Jack Absolute Flies Again

18/10/22

The Cameo, Edinburgh

Daytime cinema always feels like playing hooky. A sign that – for today – fun has priority. And NT Live screenings have the same ‘getting away with something’ vibe. I’m watching a play in London, but – shhh, whisper it – I haven’t left Edinburgh. So this afternoon’s indulgence, Jack Absolute Flies Again, is the double whammy: a National Theatre production at lunch time on a Tuesday! And in our favourite picture house too…

Based on Sheridan’s The Rivals, Richard Bean and Oliver Chris’s production exemplifies ‘rollicking’. It’s a silly, frothy, feelgood piece of theatre – and I absolutely love it.

The action has moved from the late 18th century to the early 20th – specifically to World War 2 – and Malaprop Mansion has been requisitioned by the RAF. The titular Jack (Laurie Davidson) is a pilot, stationed in the grounds. He’s in love with fellow pilot, Lydia Languish (Natalie Simpson), who just happens to live in the mansion with her aunt, Mrs Malaprop (Caroline Quentin).
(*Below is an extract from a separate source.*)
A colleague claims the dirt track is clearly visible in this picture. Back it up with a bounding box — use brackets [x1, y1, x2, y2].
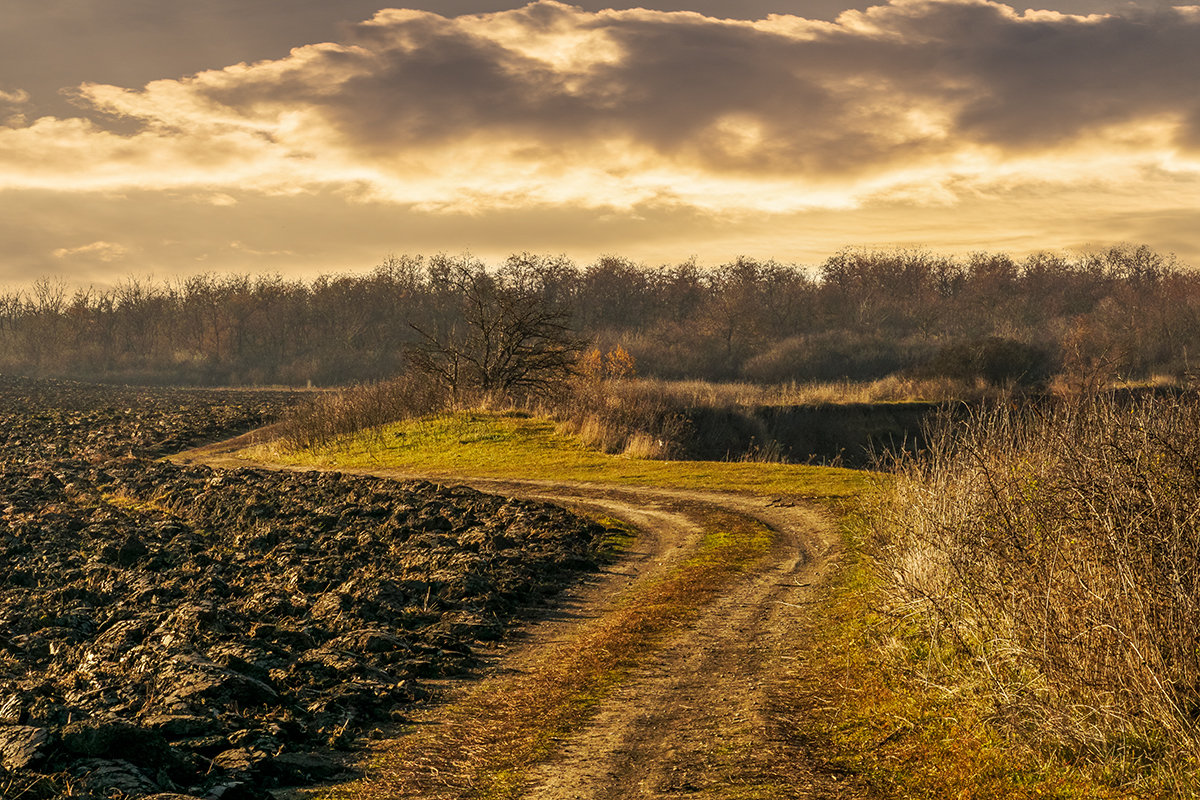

Lydia, however, is infatuated with northern mechanic, Dudley Scunthorpe (Kelvin Fletcher), who, in turn, has a thing for Lydia’s maid, Lucy (Kerry Howard). Throw in a couple of other pilots vying for Lydia’s attention, a jealous fiancé and the ever-present spectre of death (these are military people, after all), not to mention Mrs Malaprop’s attraction to Jack’s father, Sir Anthony Absolute (Peter Forbes), and you’ve got quite the heady mix…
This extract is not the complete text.